When I was little, this movie entranced and terrified me. It was so dark visually, like nothing I’d ever seen before. It was even hard for me to keep the people straight. They all kinda looked alike. I am not especially pleased with a new one coming out. Now that I mention it, I’m not pleased with all the movies of my childhood coming out again. All my deep cuts, like my Master Control Program references, available to the masses. See, I stopped paying attention to popular culture somewhere around 1995. That’s when my references end.
On to Tron!
Soon, though, I guess I’ll be hip without meaning to be. Hip and cheap. Swatches aren’t cheap anymore. Sparrow just bought one. I remember when I bought one for my brother for Christmas. It cost $35. I paid for it all in ones. When I apologized, the girl at Macy’s said, “Don’t trip,” and smiled. She was really pretty. Brown, with glossy lips. I wanted to look like her when I grew up. That was 1988, I think. I think I was eleven. Thirty-five dollars was hella skrilla.

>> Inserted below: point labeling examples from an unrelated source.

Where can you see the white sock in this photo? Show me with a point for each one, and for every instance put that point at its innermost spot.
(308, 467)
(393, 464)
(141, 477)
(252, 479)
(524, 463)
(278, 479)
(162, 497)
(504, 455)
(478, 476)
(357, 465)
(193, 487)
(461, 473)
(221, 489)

It was a really good present. I wrapped it in a giant box and taped it inside to the top in a smaller one, and put pencils in the bottom so it would make a weird noise when he shook it. I did it on my godmother’s suggestion. I miss her. She died in a single-car drunk driving accident with one of her sons. They went out for cigarettes and never came back. That was in 1997. A year before I stopped drinking. (Yes, everything I write on here is written sober.)
Enough reminiscing. It’s getting sad.